Here's a photographic Mexican stand-off... I wanted to photograph this beetle, but I think he had had enough of me and decided to take off without giving me a chance. Neither of us got quite what we wanted, but in the end I'm kind of pleased with the compromise we inadvertently worked out. :)

The other camera I was carrying with me yesterday was my Canon G1. I bought it on eBay several months ago and immediately sent it off to Melbourne to a pro photographer who reconditions several different models of digital cameras for shooting near infrared light (that's infrared light just outside the visible spectrum, as opposed to far infrared, the kind normally associated with heat-radiant bodies... near IR, like visible light, is reflected). The world of near infrared light is striking. It's familiar because the shapes and vista are what we see, but it's disturbingly or provocatively alien because the tonal cues are not what we expect, especially for cloudy skies and foliage. I love this kind of photography... it's like super black and white photography. For this outting, I had the G1 set to take bracketed exposures (three shots, -1, 0, and +1 stops up and down). A program called Photomatix can combine such spreads to express the tonal variation between them, and you can get some profound images that are often widely prized on Flickr. A lot of people do this with regular visible light images, but so far as I've seen, I'm on the only one doing this in infrared. That'll likely change, but I haven't seen anyone else do it yet.

HDR IR Stairway to Nature
This is part of a set of stairs that leads you up to the rise where I took the first shot (the vertical panorama).

HDR IR Field of Dreams
At the far end of the rise, at the very edge of the park, is a farmer's field I've always found lovely. This was assembled from seven AEB sets into seven HDR images using Photomatix, and then combined into one image using AutoStitch. What you're looking at here is actually the single expression of 21 exposures. As you might imagine, arriving at this result took a considerable amount of care and time.

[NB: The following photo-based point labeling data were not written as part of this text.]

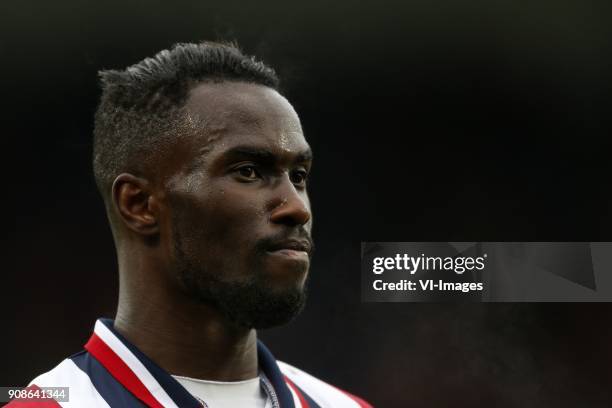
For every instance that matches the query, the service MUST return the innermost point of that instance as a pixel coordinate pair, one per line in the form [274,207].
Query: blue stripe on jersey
[176,391]
[269,366]
[113,392]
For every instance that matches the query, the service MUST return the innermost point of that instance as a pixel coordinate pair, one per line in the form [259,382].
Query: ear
[136,206]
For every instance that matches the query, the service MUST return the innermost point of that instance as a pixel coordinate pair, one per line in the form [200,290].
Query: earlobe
[134,202]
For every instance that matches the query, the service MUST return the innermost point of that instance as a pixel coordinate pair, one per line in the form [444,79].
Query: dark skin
[237,180]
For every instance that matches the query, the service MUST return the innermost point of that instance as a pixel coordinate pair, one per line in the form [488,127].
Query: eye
[299,177]
[248,173]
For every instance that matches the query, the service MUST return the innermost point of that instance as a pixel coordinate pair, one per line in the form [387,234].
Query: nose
[291,206]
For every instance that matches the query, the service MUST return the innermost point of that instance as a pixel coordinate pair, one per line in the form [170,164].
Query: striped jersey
[112,372]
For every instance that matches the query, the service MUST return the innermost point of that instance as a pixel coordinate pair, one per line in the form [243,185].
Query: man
[203,167]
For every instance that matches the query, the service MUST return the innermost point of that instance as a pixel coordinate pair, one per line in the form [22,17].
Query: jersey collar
[158,389]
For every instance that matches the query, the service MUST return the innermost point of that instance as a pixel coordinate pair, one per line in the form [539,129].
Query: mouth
[292,249]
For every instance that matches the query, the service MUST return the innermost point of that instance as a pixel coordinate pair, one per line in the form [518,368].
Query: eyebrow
[262,155]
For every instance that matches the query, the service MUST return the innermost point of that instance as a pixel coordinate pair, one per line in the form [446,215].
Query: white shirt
[219,394]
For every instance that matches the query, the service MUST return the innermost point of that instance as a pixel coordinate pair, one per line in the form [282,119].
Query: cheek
[219,228]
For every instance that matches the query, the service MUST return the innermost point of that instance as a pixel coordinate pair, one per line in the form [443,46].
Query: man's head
[203,165]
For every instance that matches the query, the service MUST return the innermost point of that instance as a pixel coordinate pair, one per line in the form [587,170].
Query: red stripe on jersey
[295,389]
[118,369]
[33,402]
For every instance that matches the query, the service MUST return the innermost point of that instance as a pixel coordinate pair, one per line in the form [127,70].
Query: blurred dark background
[430,121]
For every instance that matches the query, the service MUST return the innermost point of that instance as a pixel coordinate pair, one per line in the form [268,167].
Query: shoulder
[323,394]
[81,391]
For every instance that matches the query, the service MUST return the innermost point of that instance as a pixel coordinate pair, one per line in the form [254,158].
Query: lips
[292,245]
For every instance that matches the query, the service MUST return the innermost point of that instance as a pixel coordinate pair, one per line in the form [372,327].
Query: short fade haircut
[141,107]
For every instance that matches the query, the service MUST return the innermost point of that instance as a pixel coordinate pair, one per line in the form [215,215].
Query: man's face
[240,220]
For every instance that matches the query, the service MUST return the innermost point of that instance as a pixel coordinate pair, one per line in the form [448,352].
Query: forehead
[231,113]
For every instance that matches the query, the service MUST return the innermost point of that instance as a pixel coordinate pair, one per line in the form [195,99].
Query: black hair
[140,106]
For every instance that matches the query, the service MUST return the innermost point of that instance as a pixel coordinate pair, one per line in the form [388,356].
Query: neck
[187,338]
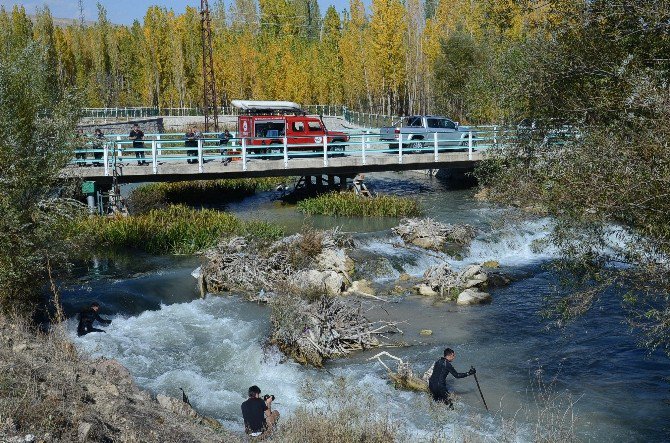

HDR IR I Woke Up and It Was Over
This is view from the field back near the parking lot, taken as I was ending my trek, walking now through the tame grass rather than the wild forest. To me, this image evokes the sense of something I yearned for as a boy: awaking in a strange new world where my potential was renewed and boundless.

HDR IR Tree of knowledge
This one is garnering some nice comments on Flickr. It's from the same field as the previous shot. As I was putting the finishing touches on it, I was watching one of the very first episodes of Star Trek: the one where they pass though the energy barrier at the edge of the galaxy and two of the crew slowly become gods. The image really seemed to take on meaning for me when Kirk yells into the canyon at the unseen Gary Mitchell, "Above all else, a god needs compassion!"

Then I got back into my car and drove back to the shod(dy old) world. :)

2 comments:

laura k said...

Terrific photos, LP - especially the b&w's. Very evocative.

katherine said...

You're really making some nice, nice images. Thanks, they're fun to look through!